Le malattie cardiovascolari sono state una delle principali cause di mortalità, anche nelle nazioni più sviluppate. Per identificare determinate malattie, l'imaging cardiaco diventa una tecnologia vitale per ogni organizzazione sanitaria. La SPECT (Tomografia a Emissione di Fotone Singolo) e la PET (Tomografia a Emissione di Positroni) sono entrambe tecnologie di imaging cardio altamente efficienti utilizzate da varie strutture. La SPECT riesce ancora ad essere la scelta principale per le immagini cardiache, sebbene anche la PET stia suscitando un notevole interesse.
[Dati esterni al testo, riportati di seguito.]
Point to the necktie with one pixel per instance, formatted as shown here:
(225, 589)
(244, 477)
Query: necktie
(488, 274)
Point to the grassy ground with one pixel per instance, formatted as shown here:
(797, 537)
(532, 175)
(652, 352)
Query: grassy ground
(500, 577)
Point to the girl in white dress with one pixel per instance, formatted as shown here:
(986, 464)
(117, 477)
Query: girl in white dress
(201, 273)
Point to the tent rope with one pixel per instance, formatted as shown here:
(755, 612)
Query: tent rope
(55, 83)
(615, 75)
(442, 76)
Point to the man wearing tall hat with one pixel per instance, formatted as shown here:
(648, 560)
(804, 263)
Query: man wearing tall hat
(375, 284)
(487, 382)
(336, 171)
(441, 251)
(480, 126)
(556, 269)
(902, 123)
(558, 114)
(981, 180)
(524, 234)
Alla fine, la scelta viene fatta dai pazienti o dai tecnici a seconda dei vantaggi e degli svantaggi di entrambe le procedure. Continui a leggere per conoscere la distinzione tra PET e SPECT in termini di utilità per la cardiologia.
Questo tipo di imaging fornisce informazioni metaboliche e funzionali sull'organo cardiaco. Comporta l'iniezione di radiotraccianti nel flusso sanguigno che raffigurano le immagini mentre fluiscono attraverso vari organi. Attraverso questa tecnica, è possibile determinare se un paziente ha o meno una malattia cardiovascolare. Può essere idealmente eseguita quando il paziente è a riposo o durante un test da sforzo nucleare.
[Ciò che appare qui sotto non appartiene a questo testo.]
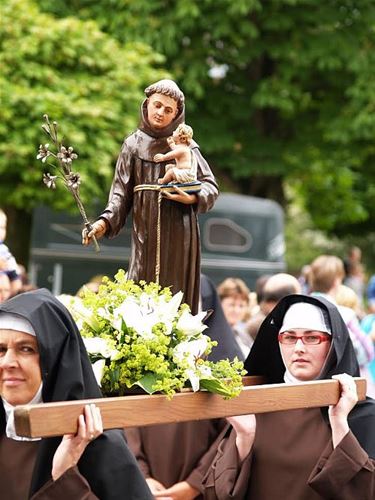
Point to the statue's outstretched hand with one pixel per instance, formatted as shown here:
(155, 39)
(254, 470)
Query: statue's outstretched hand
(181, 196)
(98, 230)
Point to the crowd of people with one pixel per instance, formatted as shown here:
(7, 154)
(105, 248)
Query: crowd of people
(288, 330)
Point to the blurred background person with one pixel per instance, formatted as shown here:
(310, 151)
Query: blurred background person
(4, 287)
(275, 288)
(235, 300)
(347, 297)
(354, 273)
(8, 263)
(326, 277)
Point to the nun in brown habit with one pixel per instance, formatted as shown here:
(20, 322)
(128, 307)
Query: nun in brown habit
(43, 359)
(305, 454)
La procedura include anche un imaging di perfusione che viene generalmente eseguito una volta a riposo e la seconda volta dopo lo stress cardiaco. Il radiotracciante utilizzato ha un'emivita di sei ore, dando molto tempo ai tecnici per eseguire l'imaging. Il decadimento del radiotracciante si combina in migliaia di raggi gamma che si traducono nella formazione di un'immagine appropriata adatta alla diagnosi.
La SPECT ha una gamma di diffusione più ampia rispetto alla PET, il che la rende anche più economica con un costo medio di $500.000.
L'utilizzo mondiale della tecnologia indica anche che c'è più personale addestrato disponibile.
Ideale per i test da sforzo cardiaco con l'aspettativa di migliorare la qualità dell'immagine.
Le immagini a volte risultano di qualità inferiore nelle fotocamere più vecchie.
Abbastanza simile alla SPECT, anche la PET utilizza iniezioni di radiofarmaci per aiutare la fotocamera a creare immagini della diagnosi desiderata. Può essere utilizzata per studiare il flusso sanguigno del cuore insieme all'individuazione di eventuali danni come il tessuto cicatriziale da un attacco cardiaco. Il radiotracciante utilizzato ha una breve emivita di 75 secondi, il che lascia pochissimo tempo ai tecnici per acquisire le immagini. Il sistema di decadimento è più complesso quando si tratta di PET e ogni decadimento di positroni produce due raggi gamma rilevabili da una fotocamera.
Meno ampiamente disponibile e un po' pesante per le tasche rispetto all'implementazione della SPECT.
La breve vita dei radiofarmaci è uno svantaggio che si prevede sarà risolto in futuro.
La scansione PET fornisce immagini di alta qualità che tendono ad avere meno artefatti. L'alta velocità dovrebbe fornire una risoluzione che aiuta nelle stime quantitative del flusso sanguigno.